Seu distanciamento silencioso é abalado, porém, quando Betsey vai a uma festa com seus colegas de classe e meio namorado, Dominic (Kaine Zajaz). Enquanto está sozinha no pátio fumando um cigarro, ela sente uma força a chamando para a floresta sob uma lua vermelho-sangue. A partir desse ponto, ela se transformou: impulsionada por um propósito recém-descoberto em que seu corpo é um recipiente para algum evento futuro vagamente cataclísmico. E parte dessa mudança drástica é a recusa em comer. Paxton aumenta o volume das tarefas mundanas da hora das refeições para aumentar a sensação de pavor, seja moer pimenta sobre um pedaço de torrada de abacate ou raspar ervilhas de um prato. Ela também favorece closes extremos de bocas, línguas e globos oculares, transformando características faciais básicas em criaturas alienígenas.

Distúrbios alimentares são muito comuns em moças bonitas e privilegiadas como Betsey, fato que Holly observa com perspicácia em um momento de raiva.

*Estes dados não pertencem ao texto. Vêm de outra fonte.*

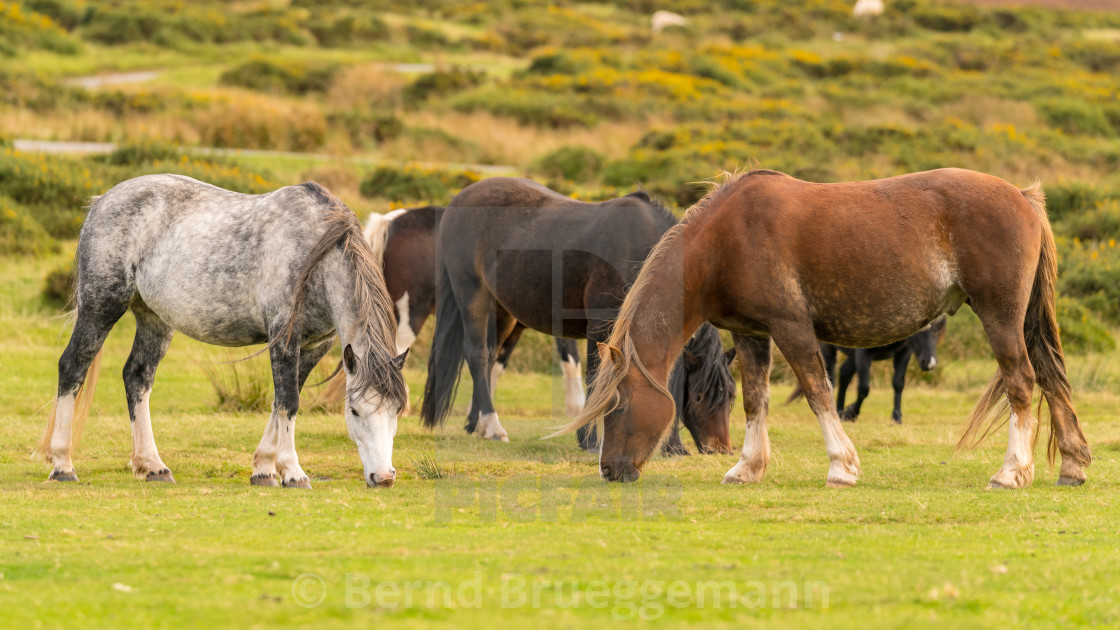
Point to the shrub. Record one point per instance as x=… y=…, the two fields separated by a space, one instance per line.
x=1075 y=116
x=365 y=126
x=442 y=82
x=139 y=151
x=416 y=183
x=946 y=18
x=266 y=74
x=20 y=28
x=540 y=109
x=1100 y=223
x=346 y=30
x=1090 y=271
x=571 y=163
x=261 y=123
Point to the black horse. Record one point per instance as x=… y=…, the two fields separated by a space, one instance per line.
x=923 y=344
x=514 y=252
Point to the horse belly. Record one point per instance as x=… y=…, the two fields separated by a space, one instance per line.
x=215 y=309
x=882 y=308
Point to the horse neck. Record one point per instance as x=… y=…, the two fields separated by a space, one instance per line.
x=664 y=312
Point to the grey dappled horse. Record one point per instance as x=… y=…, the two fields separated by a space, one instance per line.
x=289 y=268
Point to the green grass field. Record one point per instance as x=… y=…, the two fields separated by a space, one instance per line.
x=918 y=543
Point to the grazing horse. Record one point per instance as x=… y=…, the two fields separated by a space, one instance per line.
x=404 y=241
x=289 y=268
x=922 y=344
x=770 y=257
x=512 y=251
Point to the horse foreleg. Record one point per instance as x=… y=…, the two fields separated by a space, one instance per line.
x=276 y=462
x=754 y=366
x=799 y=345
x=77 y=372
x=862 y=359
x=149 y=346
x=847 y=371
x=902 y=361
x=574 y=397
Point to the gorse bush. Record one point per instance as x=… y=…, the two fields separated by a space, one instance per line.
x=575 y=164
x=441 y=83
x=416 y=184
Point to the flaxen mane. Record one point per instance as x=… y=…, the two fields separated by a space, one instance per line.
x=605 y=390
x=371 y=299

Seus nervos à flor da pele tornam-se viscerais; ela aguentou por tanto tempo, e agora sua adolescente a está empurrando para a beira do estalo, o que Guillory revela de maneira sutil e constante. Mas há algo mais acontecendo aqui além do atrito habitual entre mãe e filha, e a curiosidade sobre o que essa outra coisa pode ser no roteiro de Justin Bull nos mantém esperando, pelo menos por um tempo. Do horror corporal de pesadelo que fará você se contorcer às imagens padrão de exorcismo que você já viu antes, as possibilidades são muitas, atraindo-nos por várias avenidas narrativas e tentando nos manter adivinhando. Mas, em vez de oferecer pistas falsas para perpetuar o mistério da transformação de Betsey, quase parece que Paxton e Bull estavam lançando várias teorias contra a parede para ver o que ficaria.

A chegada da grande Lindsay Duncan faz maravilhas para animar esta história quando ela ameaça estagnar. Ela interpreta a mãe de Holly, June – no início, uma fonte de ansiedade pelo telefone e, eventualmente, a voz sensata da razão que ninguém quer ouvir. Duncan transmite muito com a quietude penetrante de seu olhar de olhos azuis. Uma cena particularmente emocionante entre June e Betsey muda tudo o que achamos que sabemos sobre esses personagens e a família como um todo. E, no entanto, este é outro exemplo da promessa não cumprida que prevalece em “A Banquet”.

O que quer que estejamos imaginando que o negócio esteja em nossas mentes é provavelmente muito mais interessante do que o que acaba sendo. Deixar as questões intencionalmente ambíguas, na verdade, teria fornecido uma conclusão muito mais poderosa. Mas há voz e habilidade suficientes em jogo aqui para deixá-lo faminto por qualquer coisa que Paxton possa servir em seguida.

Já em cartaz nos cinemas e disponível nas plataformas digitais.